A doctor told CNN on Sunday that the drugs that are currently given to President Donald Trump to treat COVID-19 severity could have some serious side-effects, such as mania, delirum, and psychosis.
Dr. Megan Ranney, an emergency physician and associate professor at Brown University, talked about the “very complex regimen of medications” the president is currently taking.
“Two of them, remdesivir and dexamethasone, are medications that we give in our hospital, even in our emergency department, with really sick patients with COVID-19,” she told, noting that those medications are usually only for “seriously ill patients.”
She further added that all of the medications President Trump is taking can have side effects and warned that dexamethsaone “is known to have mental health side effects.”
“It can cause psychosis.
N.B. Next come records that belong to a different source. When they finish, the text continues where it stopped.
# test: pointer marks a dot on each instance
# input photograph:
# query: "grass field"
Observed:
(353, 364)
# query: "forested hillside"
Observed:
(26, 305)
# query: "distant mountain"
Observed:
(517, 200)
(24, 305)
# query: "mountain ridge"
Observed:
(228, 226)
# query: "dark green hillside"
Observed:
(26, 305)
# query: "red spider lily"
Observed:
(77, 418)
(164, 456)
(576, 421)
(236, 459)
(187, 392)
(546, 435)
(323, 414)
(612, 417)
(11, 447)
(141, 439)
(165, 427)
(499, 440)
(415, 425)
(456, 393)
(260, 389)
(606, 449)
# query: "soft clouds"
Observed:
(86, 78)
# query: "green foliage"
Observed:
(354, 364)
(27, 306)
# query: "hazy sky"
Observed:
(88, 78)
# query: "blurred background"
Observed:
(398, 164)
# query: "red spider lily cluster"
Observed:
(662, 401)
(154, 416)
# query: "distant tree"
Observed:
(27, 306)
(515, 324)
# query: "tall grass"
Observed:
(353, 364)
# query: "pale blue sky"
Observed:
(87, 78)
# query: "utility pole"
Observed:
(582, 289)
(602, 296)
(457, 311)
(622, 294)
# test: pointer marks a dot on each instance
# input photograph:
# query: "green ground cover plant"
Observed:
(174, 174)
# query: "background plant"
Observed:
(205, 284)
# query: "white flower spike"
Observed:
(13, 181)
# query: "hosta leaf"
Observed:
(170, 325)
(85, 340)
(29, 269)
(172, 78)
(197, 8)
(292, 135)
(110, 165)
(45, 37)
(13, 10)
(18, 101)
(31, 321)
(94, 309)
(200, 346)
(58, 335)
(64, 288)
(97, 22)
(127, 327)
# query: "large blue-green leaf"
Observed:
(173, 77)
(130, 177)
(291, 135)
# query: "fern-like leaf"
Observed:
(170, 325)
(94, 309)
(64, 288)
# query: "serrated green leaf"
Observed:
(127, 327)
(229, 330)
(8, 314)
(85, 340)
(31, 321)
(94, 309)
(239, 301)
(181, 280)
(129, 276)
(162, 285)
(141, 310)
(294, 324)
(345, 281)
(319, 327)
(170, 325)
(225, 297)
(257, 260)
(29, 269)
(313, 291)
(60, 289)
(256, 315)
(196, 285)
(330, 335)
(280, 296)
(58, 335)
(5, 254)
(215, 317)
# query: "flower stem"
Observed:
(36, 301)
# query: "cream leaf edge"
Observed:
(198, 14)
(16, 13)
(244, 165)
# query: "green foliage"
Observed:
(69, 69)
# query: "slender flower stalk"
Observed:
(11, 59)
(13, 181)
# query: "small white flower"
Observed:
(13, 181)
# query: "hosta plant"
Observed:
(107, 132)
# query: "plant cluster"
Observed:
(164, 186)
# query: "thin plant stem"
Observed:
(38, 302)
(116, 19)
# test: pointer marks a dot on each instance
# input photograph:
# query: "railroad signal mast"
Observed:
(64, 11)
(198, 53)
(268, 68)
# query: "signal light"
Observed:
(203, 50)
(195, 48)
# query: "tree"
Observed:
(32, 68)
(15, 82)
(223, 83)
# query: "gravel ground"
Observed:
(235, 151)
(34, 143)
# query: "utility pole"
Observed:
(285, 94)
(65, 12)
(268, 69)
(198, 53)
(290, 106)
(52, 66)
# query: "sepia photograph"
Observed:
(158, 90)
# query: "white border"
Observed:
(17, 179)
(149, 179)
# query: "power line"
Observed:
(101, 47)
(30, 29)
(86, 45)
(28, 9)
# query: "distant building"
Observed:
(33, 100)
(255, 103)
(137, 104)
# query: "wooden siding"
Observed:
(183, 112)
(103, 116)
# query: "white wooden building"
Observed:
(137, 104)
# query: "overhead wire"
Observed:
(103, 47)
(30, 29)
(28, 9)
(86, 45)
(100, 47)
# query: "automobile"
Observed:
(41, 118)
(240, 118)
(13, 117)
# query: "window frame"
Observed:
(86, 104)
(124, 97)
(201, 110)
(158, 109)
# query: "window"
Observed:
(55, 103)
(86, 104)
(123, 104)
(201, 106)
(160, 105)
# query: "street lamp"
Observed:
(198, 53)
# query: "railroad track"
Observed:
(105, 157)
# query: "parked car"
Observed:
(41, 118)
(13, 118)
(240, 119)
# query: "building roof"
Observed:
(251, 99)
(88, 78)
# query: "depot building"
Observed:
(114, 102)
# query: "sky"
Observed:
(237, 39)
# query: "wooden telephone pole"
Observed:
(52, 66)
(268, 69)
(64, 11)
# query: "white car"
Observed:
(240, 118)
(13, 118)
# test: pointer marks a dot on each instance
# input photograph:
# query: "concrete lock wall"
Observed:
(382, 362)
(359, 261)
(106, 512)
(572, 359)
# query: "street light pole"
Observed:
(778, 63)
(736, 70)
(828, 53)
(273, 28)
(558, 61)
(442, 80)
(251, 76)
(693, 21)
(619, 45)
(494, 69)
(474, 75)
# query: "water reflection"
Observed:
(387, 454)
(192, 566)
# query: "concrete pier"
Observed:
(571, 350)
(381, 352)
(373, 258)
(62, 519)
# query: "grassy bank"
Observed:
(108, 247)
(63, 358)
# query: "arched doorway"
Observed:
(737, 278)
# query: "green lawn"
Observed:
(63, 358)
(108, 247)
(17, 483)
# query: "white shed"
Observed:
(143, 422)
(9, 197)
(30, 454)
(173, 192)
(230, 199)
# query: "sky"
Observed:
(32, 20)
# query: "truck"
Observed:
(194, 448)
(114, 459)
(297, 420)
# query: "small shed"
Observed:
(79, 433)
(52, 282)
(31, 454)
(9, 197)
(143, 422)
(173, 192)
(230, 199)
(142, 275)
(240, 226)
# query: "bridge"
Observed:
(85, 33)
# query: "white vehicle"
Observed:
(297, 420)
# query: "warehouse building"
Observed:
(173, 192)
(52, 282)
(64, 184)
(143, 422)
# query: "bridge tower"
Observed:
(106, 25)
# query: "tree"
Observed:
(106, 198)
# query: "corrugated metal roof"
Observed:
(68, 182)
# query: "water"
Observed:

It can cause delirium. It can cause mania,” Ranney said. “I would never want to say the president is experiencing steroid-induced psychosis, but it is certainly concerning to see some of his actions today in the wake of this potentially deadly diagnosis and infectious disease.”
Stanford Professor Michele Dauber twitted her experience with the drug, claiming that it “seriously messes with your mind” and that she “could not wait to get off it.”
“In addition to warning of mood changes my surgeon told me it makes you feel like I could bike up Mt. Tam or run a marathon right after brain surgery when I still had staples in my head,” she wrote.
Dr. Paul Summergrad, the chair of psychiatry at Tufts University, tweeted that when “added to the risk of COVID related neuropsychiatric symptoms/severe delirium,” the drug’s ability to cause “frank mania, or more severe depressive states” should prompt the press “to be asking the medical team how they are formally monitoring his mental status.”